生活保護費が2013年から段階的に引き下げられ、最低限度に満たない生活を強いられているなどとして、富山市内の受給者が国と富山市を訴えた裁判で、富山地方裁判所は原告の訴えを一部認め、生活保護費の引き下げを取り消す判決を言い渡しました。

生活保護の支給額について国は、当時の物価の下落などを反映する形で、2013年から2015年にかけて最大で10%引き下げました。

これについて、富山市内の受給者5人が憲法で保障された最低限度に満たない生活を強いられているなどとして、国に賠償を求めるとともに、富山市が行った支給額の引き下げを取り消すよう求めていました。

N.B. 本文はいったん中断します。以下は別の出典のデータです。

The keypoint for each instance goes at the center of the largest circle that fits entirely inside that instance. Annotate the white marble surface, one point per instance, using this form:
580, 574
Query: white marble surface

24日の判決で、富山地方裁判所の松井洋裁判長は「生活扶助基準の調整は国民の消費実態に準じて行うべきだった。統計など客観的な数値などとの整合性は認められず、厚生労働大臣の判断には裁量権の逸脱や乱用が認められ引き下げの処分は違法だ」として、原告の訴えを一部認め、支給額の引き下げを取り消す判決を言い渡しました。

一方で、賠償については「引き下げ処分が取り消されることで、精神的苦痛はやわらぐ」などとして訴えを退けました。

原告の弁護団によりますと、同様の集団訴訟の1審判決は今回を含め全国で25件出されていて、引き下げを取り消したのは今回が14件目です。

判決について厚労省と富山市がコメント

24日の判決について、厚生労働省は「判決内容を精査し、関係省庁や被告自治体と協議をはかりながら、今後の対応を検討していきたい」とコメントしています。

また富山市は「判決の内容を精査し、国とも協議しながら今後の対応を考えていきたい」とコメントしています。